L’estuaire de la Seudre constitue le 3ème grand estuaire charentais : ses 25km en aval du barrage de Ribérou à Saujon, sont cependant soumis aux marées salées et appartiennent donc entièrement aux estuaires maritimes (fiche VASIERES ET ESTUAIRES).

Phytosociologie et correspondances typologiques

PVF 2004

RUPPIETEA MARITIMAE J.Tüxen 1960

Végétation enracinée des eaux saumâtres eury- à polyhalines

  • Ruppion maritimae J.Tüxen 1960 : communautés filiformes, hivernales à vernales, souvent desséchées en été
  • Zannichellion pedicellatae Schaminée, B.Lanjouw & Schipper 1992 : communautés poldériennes et sublittorales des eaux oligohalines

POTAMETEA PECTINATI Klika & Novack 1941

Herbiers enracinés, vivaces, des eaux douces à subsaumâtres, mésotrophes à eutrophes, courantes à stagnantes

  • Potamion pectinati (Koch 1926) Libbert 1931 : communautés plus ou moins pionnières
  • Nymphaeion albae Oberdorfer 1957 : communautés complexes

BIDENTETEA TRIPARTITAE Tüxen, Lohmeyer & Preising 1950

Végétation pionnière annuelle et hygrophile des sols enrichis en azote

  • Bidention tripartitae Nordhagen 1940 : communautés des sols limoneux et argileux

COR 1991

  • 13.1 Fleuves et rivières soumis à marée
    • 13.11 Eau saumâtre des cours d’eau soumis à marée
    • 13.12 Eau douce des cours d’eau soumis à marée

Directive Habitats 1992 et Cahiers d’habitats

  • 3260 Rivières des étages planitiaire à montagnard
    • 3260-5 Rivières eutrophes (d’aval), neutre à basiques, dominées par des Renoncules et des Potamots
  • 3270 Rivières avec berges vaseuses
    • 3270-1 Bidention et Chenopodion rubri des rivières hors Loire

Confusions possibles

Le problème majeur vient de la distinction entre la partie maritime des estuaires (13.2) et l’habitat « Fleuves et rivières soumis à marée » (13.1).
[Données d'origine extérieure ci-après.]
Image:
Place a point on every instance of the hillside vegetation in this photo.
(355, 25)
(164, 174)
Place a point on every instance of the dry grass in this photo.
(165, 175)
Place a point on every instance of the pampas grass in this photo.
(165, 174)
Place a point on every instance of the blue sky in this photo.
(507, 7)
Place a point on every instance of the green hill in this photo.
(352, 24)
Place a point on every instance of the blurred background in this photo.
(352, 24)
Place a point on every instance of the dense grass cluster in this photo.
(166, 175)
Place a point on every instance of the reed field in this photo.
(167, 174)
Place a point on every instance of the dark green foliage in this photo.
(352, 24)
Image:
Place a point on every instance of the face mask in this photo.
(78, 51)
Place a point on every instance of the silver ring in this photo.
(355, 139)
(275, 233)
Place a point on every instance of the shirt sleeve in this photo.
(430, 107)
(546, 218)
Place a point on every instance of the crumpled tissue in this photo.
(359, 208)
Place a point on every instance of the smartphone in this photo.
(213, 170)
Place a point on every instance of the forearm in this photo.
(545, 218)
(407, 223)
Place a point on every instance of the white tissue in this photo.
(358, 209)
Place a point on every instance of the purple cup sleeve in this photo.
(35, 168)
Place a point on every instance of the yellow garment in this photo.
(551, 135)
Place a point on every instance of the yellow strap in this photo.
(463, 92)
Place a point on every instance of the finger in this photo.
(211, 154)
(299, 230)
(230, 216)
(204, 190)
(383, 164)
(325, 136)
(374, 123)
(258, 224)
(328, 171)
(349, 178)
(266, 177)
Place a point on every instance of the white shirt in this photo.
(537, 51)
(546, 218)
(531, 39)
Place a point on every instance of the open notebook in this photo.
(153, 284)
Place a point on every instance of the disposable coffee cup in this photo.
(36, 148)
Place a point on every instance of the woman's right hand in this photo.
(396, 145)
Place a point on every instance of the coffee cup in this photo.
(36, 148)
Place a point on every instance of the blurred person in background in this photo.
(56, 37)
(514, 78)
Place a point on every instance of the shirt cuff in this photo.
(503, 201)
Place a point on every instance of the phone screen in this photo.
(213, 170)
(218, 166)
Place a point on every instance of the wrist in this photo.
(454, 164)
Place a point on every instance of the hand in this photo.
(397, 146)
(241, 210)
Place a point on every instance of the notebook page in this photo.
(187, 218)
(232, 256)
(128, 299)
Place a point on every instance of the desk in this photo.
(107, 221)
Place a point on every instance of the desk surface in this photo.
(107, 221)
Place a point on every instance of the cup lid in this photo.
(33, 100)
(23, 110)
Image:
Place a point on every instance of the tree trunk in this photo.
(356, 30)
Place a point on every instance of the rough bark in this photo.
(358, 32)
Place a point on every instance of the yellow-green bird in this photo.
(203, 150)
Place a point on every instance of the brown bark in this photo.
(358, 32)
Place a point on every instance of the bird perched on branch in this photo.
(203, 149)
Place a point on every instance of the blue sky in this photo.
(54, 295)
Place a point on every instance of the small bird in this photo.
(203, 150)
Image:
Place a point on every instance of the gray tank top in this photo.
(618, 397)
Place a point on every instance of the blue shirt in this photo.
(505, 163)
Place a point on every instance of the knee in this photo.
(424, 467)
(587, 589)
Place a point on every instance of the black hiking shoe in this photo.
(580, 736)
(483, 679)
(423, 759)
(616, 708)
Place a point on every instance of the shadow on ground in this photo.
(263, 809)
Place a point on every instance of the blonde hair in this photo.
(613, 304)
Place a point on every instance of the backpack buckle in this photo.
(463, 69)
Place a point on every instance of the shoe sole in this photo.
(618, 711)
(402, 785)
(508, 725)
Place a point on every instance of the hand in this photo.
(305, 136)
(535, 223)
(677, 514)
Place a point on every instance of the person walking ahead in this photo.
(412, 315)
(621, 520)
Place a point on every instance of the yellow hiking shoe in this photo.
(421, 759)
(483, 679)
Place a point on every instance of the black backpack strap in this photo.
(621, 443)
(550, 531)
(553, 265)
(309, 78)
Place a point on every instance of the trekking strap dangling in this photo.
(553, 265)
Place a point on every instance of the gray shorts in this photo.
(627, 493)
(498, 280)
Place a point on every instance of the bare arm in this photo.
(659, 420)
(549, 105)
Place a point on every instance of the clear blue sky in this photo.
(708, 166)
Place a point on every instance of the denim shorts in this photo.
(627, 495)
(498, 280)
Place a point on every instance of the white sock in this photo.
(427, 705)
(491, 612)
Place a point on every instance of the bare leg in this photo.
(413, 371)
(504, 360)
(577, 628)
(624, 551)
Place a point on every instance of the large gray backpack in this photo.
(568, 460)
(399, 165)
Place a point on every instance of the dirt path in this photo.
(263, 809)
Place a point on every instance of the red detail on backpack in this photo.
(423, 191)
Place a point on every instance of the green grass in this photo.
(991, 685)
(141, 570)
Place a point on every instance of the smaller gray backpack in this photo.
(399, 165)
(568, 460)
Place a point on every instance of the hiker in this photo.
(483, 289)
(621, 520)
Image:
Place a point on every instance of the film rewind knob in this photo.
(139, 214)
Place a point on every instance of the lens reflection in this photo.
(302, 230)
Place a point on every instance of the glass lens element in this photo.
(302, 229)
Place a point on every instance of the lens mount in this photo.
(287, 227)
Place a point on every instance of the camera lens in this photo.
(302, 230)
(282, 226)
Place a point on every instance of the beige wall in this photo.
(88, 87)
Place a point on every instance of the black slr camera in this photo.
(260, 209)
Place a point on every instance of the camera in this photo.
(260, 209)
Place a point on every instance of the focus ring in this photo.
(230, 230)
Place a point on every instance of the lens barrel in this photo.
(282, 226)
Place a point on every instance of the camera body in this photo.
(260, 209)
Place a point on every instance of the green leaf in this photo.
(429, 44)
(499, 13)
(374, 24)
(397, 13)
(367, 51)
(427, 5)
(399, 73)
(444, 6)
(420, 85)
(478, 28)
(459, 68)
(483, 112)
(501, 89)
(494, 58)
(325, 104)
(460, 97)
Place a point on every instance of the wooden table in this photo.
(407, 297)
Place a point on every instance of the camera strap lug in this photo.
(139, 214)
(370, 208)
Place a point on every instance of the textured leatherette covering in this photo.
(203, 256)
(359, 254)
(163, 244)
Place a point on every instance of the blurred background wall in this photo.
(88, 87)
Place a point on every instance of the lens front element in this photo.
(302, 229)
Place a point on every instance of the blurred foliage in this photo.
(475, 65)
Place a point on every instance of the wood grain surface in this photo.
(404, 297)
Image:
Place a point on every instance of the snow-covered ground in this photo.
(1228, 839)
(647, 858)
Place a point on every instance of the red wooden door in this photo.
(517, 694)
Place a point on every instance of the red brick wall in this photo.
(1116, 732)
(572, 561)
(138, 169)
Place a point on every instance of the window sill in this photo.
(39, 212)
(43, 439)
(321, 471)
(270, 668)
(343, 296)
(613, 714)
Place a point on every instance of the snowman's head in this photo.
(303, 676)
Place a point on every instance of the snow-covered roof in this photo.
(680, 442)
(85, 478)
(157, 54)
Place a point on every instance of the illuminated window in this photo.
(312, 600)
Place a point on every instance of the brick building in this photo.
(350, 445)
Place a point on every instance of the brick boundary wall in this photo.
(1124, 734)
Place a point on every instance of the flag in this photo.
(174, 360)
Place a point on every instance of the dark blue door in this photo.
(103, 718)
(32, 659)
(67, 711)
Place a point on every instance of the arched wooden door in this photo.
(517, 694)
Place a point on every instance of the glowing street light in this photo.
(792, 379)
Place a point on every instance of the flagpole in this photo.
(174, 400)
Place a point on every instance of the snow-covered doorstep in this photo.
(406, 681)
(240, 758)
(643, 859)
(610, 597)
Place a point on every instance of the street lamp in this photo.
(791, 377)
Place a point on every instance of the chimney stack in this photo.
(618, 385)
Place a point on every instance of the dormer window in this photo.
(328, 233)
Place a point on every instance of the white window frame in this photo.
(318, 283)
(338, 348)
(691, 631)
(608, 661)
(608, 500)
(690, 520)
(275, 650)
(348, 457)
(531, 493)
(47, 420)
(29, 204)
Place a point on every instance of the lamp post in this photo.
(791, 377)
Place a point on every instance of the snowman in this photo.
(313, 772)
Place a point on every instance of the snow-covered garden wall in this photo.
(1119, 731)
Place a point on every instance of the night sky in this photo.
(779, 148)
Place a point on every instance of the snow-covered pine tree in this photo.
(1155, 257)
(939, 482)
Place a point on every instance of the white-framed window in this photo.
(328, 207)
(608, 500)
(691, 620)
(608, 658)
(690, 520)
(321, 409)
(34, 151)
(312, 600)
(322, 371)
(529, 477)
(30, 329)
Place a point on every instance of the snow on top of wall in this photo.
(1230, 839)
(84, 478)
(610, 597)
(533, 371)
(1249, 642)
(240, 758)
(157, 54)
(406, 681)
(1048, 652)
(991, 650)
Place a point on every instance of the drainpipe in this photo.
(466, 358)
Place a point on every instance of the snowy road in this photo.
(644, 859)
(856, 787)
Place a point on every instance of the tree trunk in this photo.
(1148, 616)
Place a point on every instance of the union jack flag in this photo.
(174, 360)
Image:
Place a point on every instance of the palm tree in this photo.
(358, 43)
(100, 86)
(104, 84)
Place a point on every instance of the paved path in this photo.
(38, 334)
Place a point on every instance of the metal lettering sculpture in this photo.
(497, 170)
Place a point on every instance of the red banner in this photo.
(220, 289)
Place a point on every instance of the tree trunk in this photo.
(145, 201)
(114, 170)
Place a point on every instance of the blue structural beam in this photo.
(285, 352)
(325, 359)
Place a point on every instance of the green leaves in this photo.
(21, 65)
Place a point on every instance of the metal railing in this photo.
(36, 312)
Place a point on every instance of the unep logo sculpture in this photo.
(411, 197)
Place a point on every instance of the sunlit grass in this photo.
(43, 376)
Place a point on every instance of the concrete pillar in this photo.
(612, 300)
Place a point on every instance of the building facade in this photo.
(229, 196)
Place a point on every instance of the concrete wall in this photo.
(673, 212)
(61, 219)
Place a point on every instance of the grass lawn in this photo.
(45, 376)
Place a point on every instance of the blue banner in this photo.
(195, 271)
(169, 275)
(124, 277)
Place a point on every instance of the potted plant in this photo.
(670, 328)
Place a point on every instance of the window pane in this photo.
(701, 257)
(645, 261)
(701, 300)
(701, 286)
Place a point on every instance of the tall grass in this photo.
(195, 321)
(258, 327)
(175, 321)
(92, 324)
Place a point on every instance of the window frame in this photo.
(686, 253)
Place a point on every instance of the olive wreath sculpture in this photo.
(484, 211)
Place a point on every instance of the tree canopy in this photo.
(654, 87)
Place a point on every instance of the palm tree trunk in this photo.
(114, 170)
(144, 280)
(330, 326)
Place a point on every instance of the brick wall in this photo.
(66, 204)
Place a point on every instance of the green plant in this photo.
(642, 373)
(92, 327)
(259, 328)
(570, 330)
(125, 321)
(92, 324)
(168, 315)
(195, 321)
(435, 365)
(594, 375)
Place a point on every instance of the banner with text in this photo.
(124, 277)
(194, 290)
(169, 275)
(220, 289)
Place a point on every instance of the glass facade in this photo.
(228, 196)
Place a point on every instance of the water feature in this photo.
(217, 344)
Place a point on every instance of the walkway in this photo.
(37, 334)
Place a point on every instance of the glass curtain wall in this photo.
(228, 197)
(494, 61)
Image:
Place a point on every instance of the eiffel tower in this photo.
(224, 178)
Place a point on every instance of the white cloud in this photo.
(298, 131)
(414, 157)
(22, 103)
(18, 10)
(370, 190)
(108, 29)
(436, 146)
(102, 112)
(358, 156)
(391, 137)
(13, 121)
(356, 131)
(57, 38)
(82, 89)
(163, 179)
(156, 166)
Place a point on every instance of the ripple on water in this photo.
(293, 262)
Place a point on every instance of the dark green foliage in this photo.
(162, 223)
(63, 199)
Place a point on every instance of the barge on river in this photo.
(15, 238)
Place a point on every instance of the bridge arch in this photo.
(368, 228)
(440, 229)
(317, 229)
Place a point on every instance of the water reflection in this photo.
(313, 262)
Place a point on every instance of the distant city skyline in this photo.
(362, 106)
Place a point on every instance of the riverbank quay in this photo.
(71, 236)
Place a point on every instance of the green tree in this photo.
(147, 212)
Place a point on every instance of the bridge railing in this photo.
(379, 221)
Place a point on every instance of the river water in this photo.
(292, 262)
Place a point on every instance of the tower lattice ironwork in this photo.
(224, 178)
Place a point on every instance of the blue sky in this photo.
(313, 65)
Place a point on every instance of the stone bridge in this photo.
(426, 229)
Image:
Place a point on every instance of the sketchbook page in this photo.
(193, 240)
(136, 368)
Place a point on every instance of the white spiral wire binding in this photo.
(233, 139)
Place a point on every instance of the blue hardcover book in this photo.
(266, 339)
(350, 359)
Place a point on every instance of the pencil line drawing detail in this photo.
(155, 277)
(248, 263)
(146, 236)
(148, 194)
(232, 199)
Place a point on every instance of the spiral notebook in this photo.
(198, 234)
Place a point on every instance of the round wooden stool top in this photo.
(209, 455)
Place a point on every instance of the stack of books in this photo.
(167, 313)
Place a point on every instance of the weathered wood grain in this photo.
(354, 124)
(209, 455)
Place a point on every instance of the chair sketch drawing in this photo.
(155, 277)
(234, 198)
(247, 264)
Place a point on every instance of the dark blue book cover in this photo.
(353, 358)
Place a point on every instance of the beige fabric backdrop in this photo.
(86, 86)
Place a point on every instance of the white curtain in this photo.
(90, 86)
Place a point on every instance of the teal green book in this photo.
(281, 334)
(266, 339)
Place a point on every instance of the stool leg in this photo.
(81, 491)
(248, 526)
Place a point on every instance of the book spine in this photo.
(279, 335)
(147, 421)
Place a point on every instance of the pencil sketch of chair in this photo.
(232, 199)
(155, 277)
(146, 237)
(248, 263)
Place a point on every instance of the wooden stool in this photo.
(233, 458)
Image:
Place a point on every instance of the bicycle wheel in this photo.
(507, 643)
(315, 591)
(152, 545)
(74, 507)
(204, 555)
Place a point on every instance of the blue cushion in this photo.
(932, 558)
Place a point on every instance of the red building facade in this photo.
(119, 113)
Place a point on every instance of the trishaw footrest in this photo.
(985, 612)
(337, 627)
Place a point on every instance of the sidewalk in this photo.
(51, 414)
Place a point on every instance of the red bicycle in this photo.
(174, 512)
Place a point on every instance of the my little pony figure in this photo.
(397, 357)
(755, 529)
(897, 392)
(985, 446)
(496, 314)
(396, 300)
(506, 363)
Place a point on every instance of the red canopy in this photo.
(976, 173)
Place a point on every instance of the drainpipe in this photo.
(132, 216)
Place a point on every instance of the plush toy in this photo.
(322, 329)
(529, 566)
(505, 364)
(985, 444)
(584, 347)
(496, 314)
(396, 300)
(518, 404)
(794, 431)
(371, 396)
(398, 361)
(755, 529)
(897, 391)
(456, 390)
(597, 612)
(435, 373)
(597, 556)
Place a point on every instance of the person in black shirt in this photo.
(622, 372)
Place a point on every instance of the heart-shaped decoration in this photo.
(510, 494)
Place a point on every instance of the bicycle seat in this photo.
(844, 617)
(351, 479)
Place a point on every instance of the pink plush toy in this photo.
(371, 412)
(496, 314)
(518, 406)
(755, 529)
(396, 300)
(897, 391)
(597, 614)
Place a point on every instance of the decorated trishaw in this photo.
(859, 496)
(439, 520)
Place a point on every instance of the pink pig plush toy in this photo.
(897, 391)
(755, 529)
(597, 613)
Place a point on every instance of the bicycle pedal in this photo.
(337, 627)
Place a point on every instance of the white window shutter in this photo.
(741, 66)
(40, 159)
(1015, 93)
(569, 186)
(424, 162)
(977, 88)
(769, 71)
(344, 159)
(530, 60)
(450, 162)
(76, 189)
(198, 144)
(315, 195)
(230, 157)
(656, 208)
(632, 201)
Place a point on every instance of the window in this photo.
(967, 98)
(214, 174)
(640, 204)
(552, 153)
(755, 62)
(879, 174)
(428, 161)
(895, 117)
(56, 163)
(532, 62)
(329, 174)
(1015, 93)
L’observation de la végétation riveraine constitue le moyen le plus pratique pour séparer les 2 secteurs : on reconnaîtra la partie maritime de l’estuaire à la présence sur les hautes slikkes et les schorres de végétations de prés salés (15.1, 15.2, 15.3, 15.6), la partie seulement saumâtre étant soulignée par la disparition d’espèces aussi significatives que l’Obione et l’Aster maritime et leur remplacement par divers types de roselières dont la plus spectaculaire est la phragmitaie saumâtre à Angélique des estuaires (de Rochefort à Taillebourg).

Espèces indicatrices

[plante2] eau : Ceratophyllum demersum, Myriophyllum spicatum, Potamogeton nodosus, Potamogeton pectinatus
berges : *Angelica heterocarpa, Apium graveolens, (Eleocharis bonariensis), *Oenanthe foucaudii, *Schoenoplectus triqueter
[plante1] eau : *Naias marina, Ruppia maritima, Sparganium emersum, Zanichellia pedicellata
berges : Althaea officinalis, Bidens tripartita, Bolboschoenus maritimus, Calystegia sepium, Leersia oryzoides, Lythrum salicaria, Phalaris arundinacea, Phragmites australis, Polygonum hydropiper, Polygonum lapathifolum, Polygonum mite, Ranunculus sceleratus
[oiseaux] Ardea cinerea, Egretta garzetta, Larus argentatus, L.fuscus, L. marinus, L. michahellis, L. ridibundus, Phalacrocorax carbo
[poissons] Acipenser sturio, Anguilla anguilla, Alosa alosa, Alosa fallax, Dicentrarchus labrax, Gastereosteus aculeatus, Lampetra fluviatilis, Liza ramada, Osmerus eperlanus, Petromyzon marinus, Platichthys flesus, Pomatoschistus minutus, Salmo salar, Salmo trutta, Solea vulgaris, Sprattus sprattus, Syngnathus rostellatus
[crustaces] Crangon crangon, Eriocheir sinensis (exotique), Palaemon longirostris
[mollusques] Assiminea grayana (espèce exotique)

Dynamique

Le déplacement du front de salinité par divers aménagements, la réduction de la remontée de l’onde de marée vers l’amont (construction de barrages) constituent les facteurs les plus perturbants pour l’habitat, de même que l’artificialisation des berges ou la pollution des eaux et des sédiments par les effluents en provenance du bassin versant.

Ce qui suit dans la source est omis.